Desperate to end the bloodbath on the streets of Kingston from four days of shootouts between Jamaican security forces and supporters of a fugitive drug lord, U.S. officials are negotiating his surrender to face federal cocaine trafficking and gun-running charges, the New York Post reported Thursday.
The lawyer of accused drug kingpin Christopher "Dudus" Coke was in contact with U.S. authorities about a voluntary extradition, a source said.
The source speculated that Coke wanted to avoid being killed by Jamaican police and troops who were attacking his stronghold in the capital city.
At least 73 people were killed in Kingston since Monday, Jamaican police said, as authorities stormed a slum where Coke resides after Prime Minister Bruce Golding decided to extradite him to face trial in New York after months of opposing such a move.
Most of the dead were young men, gang supporters of Coke, who were killed when heavily armed security forces stormed the Tivoli Gardens slum that U.S. prosecutors said served as a "garrison" for his supporters.
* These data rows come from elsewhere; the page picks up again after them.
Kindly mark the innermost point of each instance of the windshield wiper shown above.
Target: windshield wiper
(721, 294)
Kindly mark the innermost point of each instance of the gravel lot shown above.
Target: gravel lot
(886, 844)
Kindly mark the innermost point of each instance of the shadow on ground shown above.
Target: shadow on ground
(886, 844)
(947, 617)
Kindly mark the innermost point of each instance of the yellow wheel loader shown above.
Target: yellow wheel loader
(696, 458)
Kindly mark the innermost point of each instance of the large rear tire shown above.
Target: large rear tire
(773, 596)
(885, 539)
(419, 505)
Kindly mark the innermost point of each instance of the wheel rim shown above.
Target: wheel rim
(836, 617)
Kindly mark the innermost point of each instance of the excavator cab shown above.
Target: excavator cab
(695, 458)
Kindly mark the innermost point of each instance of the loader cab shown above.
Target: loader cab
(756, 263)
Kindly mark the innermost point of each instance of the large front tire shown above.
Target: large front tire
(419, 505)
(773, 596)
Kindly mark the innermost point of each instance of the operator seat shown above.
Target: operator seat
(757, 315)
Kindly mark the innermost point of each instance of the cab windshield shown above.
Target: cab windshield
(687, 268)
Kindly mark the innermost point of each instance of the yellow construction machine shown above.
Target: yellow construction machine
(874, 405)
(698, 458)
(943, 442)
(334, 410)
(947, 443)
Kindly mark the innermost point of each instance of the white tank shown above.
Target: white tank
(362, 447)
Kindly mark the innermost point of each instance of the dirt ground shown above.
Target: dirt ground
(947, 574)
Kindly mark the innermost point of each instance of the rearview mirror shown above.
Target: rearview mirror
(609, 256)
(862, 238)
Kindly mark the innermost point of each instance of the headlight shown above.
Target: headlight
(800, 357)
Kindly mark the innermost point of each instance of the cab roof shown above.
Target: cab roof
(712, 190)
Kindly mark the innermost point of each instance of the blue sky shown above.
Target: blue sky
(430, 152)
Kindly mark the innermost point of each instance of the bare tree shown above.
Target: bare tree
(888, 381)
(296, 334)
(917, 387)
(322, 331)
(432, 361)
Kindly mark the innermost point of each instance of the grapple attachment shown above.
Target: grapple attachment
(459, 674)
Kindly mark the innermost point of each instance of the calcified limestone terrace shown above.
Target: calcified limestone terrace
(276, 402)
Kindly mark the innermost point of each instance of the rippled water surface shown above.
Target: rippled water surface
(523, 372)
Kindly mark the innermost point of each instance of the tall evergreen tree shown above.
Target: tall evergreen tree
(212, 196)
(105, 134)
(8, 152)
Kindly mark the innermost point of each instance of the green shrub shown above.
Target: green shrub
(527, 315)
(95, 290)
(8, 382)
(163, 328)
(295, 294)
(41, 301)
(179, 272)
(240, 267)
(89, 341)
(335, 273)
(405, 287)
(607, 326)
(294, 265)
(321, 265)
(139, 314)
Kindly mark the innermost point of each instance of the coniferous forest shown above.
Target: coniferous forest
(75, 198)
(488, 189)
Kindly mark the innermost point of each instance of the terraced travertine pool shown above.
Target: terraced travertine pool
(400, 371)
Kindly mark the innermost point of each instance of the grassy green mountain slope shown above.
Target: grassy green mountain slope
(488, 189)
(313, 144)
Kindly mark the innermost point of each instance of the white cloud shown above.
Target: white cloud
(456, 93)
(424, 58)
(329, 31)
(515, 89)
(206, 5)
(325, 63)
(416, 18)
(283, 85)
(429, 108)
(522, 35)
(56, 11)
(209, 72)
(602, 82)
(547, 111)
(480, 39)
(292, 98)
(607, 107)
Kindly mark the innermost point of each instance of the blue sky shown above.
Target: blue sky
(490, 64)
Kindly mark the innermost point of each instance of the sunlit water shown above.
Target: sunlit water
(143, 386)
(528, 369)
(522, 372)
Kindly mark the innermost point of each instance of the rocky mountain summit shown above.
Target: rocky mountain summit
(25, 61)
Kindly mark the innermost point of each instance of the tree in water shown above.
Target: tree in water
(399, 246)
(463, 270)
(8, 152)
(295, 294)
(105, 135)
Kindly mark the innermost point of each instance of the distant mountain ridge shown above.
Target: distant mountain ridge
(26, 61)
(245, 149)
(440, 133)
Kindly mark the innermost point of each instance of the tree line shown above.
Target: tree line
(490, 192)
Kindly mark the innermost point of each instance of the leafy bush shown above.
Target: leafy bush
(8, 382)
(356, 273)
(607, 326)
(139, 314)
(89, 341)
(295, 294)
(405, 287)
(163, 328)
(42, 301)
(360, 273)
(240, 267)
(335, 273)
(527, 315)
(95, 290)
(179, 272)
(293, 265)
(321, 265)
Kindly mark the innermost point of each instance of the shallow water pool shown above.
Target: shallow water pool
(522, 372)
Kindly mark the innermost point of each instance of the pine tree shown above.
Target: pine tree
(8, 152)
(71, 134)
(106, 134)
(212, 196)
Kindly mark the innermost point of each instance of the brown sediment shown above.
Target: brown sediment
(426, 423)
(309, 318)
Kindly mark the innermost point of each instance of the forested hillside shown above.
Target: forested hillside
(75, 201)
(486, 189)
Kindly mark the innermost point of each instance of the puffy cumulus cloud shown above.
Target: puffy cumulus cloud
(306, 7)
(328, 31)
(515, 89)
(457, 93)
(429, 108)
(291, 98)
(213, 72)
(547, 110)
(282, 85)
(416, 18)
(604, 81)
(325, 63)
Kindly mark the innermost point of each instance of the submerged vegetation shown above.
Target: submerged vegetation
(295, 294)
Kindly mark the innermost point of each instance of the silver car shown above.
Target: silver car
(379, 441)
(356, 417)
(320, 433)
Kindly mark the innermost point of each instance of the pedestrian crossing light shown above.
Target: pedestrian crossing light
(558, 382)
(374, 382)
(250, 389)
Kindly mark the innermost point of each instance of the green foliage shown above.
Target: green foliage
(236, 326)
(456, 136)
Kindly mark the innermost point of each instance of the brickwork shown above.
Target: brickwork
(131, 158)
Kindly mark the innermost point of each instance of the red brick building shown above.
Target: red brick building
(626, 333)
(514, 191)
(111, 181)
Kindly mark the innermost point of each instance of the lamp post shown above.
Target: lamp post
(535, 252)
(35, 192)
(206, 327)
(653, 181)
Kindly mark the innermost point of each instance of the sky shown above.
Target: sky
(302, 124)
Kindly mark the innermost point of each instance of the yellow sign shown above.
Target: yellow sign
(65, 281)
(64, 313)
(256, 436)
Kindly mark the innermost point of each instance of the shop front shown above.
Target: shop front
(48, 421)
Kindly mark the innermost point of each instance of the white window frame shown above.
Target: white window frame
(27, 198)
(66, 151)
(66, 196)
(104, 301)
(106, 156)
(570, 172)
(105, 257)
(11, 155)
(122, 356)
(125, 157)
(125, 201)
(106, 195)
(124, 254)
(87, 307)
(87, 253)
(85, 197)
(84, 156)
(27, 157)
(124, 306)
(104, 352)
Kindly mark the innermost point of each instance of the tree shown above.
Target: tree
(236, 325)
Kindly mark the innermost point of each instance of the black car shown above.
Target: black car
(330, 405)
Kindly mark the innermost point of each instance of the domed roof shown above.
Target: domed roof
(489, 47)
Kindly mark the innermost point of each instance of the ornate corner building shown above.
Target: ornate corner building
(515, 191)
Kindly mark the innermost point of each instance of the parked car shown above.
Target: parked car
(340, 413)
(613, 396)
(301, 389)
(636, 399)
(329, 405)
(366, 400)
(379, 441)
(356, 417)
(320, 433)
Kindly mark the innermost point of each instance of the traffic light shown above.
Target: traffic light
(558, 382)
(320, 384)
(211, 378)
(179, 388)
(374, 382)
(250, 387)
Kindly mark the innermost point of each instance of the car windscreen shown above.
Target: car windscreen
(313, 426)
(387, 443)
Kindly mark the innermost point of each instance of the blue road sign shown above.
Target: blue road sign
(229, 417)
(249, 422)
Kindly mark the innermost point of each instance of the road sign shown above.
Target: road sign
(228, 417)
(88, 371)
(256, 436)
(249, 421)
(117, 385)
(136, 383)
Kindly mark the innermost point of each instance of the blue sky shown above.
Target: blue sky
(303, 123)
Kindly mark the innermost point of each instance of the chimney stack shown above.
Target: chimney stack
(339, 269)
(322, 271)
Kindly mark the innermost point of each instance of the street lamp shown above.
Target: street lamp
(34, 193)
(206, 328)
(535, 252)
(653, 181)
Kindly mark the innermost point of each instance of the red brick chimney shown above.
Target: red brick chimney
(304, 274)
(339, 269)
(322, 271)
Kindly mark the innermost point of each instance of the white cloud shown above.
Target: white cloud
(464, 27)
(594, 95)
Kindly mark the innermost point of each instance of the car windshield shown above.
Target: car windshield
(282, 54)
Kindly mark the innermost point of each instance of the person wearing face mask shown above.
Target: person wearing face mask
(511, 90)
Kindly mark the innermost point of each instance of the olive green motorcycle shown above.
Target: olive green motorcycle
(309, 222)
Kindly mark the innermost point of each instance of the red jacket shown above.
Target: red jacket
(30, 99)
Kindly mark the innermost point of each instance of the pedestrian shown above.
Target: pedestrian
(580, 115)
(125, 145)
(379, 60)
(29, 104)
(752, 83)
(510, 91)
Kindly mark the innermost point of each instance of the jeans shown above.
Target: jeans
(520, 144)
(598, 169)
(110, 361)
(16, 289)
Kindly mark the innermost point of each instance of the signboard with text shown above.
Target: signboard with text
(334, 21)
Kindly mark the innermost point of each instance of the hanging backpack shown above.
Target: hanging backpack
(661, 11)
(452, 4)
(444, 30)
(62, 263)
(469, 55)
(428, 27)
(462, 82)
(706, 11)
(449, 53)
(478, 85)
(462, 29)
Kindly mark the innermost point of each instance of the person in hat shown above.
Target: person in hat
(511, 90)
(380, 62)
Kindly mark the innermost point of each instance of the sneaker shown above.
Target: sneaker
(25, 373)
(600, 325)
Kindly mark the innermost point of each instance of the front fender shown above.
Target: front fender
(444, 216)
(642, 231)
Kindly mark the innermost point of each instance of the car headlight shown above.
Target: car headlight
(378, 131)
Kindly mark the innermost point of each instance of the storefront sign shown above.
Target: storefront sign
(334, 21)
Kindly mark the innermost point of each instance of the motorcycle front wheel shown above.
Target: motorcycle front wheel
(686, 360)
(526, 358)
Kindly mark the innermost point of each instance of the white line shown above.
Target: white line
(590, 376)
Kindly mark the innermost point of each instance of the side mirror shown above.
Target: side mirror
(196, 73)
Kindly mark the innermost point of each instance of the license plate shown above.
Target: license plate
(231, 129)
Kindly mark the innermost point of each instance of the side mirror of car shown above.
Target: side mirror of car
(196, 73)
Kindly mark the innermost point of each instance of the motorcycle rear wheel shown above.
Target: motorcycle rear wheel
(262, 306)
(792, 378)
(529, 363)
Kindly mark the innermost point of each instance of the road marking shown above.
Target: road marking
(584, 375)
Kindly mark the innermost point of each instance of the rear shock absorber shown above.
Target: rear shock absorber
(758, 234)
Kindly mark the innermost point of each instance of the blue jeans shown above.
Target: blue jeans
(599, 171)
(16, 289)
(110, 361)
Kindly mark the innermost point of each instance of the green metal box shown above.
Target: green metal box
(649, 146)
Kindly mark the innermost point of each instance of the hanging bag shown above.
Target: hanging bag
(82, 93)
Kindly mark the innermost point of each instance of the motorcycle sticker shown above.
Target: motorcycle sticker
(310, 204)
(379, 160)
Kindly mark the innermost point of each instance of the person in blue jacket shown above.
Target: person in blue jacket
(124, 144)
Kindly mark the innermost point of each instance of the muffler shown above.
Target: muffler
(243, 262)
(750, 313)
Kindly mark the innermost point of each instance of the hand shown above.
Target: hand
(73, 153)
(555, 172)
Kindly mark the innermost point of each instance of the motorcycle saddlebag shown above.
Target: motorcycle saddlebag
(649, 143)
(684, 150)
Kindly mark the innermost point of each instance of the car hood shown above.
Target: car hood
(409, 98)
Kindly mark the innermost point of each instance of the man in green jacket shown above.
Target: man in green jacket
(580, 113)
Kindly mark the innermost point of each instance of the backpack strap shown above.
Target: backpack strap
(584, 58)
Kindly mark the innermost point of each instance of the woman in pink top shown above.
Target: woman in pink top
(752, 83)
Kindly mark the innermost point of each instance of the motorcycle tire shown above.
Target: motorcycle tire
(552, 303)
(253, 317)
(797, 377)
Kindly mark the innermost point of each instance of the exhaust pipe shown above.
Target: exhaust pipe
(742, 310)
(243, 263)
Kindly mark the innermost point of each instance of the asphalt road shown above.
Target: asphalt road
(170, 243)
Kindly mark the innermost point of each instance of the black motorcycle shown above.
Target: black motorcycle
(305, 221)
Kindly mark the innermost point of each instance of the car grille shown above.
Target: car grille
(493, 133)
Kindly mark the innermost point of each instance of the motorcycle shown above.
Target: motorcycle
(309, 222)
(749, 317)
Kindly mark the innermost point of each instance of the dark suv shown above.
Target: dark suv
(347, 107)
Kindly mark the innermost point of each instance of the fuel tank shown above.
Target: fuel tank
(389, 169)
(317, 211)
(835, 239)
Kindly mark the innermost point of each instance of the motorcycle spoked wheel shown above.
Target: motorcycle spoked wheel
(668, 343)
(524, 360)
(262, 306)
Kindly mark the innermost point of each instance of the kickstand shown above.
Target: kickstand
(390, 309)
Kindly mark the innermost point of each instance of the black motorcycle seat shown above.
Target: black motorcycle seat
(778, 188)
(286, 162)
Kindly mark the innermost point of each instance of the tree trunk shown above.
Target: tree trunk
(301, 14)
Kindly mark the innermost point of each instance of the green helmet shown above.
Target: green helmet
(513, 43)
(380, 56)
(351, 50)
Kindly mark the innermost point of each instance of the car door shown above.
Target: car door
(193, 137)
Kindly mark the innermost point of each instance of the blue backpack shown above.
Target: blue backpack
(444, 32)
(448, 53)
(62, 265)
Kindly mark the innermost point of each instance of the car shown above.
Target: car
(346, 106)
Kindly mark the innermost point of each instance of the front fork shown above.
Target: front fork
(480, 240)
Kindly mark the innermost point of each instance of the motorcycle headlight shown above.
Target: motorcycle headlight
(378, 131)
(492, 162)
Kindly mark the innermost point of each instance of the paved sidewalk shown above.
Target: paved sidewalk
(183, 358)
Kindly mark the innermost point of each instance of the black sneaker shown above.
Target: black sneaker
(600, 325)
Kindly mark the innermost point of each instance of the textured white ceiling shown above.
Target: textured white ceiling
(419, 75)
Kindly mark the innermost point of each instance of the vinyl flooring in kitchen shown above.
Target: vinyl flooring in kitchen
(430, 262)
Up to 500 people were detained in connection with the search for Coke, reputed head of a criminal organization known as the Shower Posse, which murdered hundreds of people by "showering" them with bullets during the 1980s cocaine wars.
"Security forces are under extreme pressure now," said Mark Shields, Jamaica's former deputy police commissioner, who now runs a private security firm. "We have urban war going on."